Os leitores habituais sabem que sou social-democrata, nunca afirmei ou me considerei socialista, sentindo-me à esquerda da generalidade dos que se reclamam de tais epítetos.
O facto de nunca ter pertencido a qualquer partido, atitude que não tenho por meritória, permite-me conviver bem com quaisquer cidadãos, seja qual for o seu partido, sem que a atitude inversa se verifique. Admiro e respeito os que se empenham partidariamente.

Terminei em 25 de abril de 1975 a militância no MDP/CDE, por desnecessária, depois de 14 anos de luta contra o fascismo, e de ter colaborado com todos os movimentos que se opunham à ditadura, sem que alguém me perguntasse a ideologia que professava.

Ao declinar a militância partidária, não deixei a luta política e, sobretudo, a participação cívica, a que me sinto obrigado por razões de cidadania, nem a atenção aos movimentos sociais e às posições dos partidos, nem a obrigação de votar.

Não há democracia sem direito à greve e não pode ser limitada, salvo aos membros de órgãos de soberania e militares e, com restrições, a magistrados do MP e polícias.

Não há direitos ilimitados, vitalícios ou irrevogáveis, nem o mais sagrado de todos, o direito à vida, em tantas latitudes instável e precário.

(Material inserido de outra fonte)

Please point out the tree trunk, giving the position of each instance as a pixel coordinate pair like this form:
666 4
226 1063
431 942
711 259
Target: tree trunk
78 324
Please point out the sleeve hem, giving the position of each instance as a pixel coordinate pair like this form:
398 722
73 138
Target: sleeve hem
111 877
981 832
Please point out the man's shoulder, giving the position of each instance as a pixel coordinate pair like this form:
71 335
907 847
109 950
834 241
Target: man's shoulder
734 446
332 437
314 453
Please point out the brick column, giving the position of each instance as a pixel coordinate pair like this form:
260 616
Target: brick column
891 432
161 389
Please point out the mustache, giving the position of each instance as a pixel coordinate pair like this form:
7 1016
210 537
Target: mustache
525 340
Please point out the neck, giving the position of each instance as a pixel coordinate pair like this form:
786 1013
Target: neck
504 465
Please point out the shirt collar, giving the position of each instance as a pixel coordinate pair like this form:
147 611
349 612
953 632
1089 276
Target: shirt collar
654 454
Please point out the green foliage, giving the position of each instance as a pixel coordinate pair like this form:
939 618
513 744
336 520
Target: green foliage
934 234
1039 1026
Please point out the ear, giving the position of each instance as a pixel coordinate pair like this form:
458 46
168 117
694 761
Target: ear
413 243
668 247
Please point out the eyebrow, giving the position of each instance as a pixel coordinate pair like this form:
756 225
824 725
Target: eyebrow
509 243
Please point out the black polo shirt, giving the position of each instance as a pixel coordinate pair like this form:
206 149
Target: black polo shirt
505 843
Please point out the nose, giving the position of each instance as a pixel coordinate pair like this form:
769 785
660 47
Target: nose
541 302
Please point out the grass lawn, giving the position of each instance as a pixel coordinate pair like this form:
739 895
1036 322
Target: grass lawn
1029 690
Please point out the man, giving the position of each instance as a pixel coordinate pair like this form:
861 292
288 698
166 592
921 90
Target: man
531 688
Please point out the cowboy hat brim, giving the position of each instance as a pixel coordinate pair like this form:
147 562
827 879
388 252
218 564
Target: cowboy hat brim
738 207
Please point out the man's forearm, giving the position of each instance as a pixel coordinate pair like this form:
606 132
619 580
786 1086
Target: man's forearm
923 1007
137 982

Entendo que há greves injustas, aventureiras e oportunistas e que o poder de reivindicação não pode ser proporcional à perigosidade ao alcance dos profissionais.

Servem os parágrafos precedentes para integrar a condenação inexorável desta segunda greve dos camionistas, independentemente das razões que pudessem ter. É inadmissível que reivindiquem agora condições salariais para 2021 e 2022, como podiam reivindicar até ao fim da próxima década, e que recorram a um advogado de passado suspeito, ao volante de um Maserati preto, sem carta de pesados, para ideólogo e vice-presidente da direção sindical.

Não deixo de me lembrar dos sindicatos fascistas e do terrorismo sindical, instrumentos da ascensão da extrema-direita ao poder, no século passado. Lamento o oportunismo de silêncios partidários e, sobretudo, a satisfação que pressinto em quem gostaria de retirar da CRP o direito à greve.

Na última greve, o apoio explícito de Paulo Mota Pinto em artigo de opinião num jornal diário pôs-me de sobreaviso. Sei que para a esquerda, 48 anos de ditadura causam, ainda hoje, inibições na condenação de uma greve, atitude que uma vez mais Rui Rio teve a coragem de condenar em vez de aproveitar.

O silêncio perante reivindicações injustas ou irrealistas é um estímulo ao aventureirismo de que a extrema-direita está ansiosa por tirar partido. Os militantes de esquerda devem interrogar-se.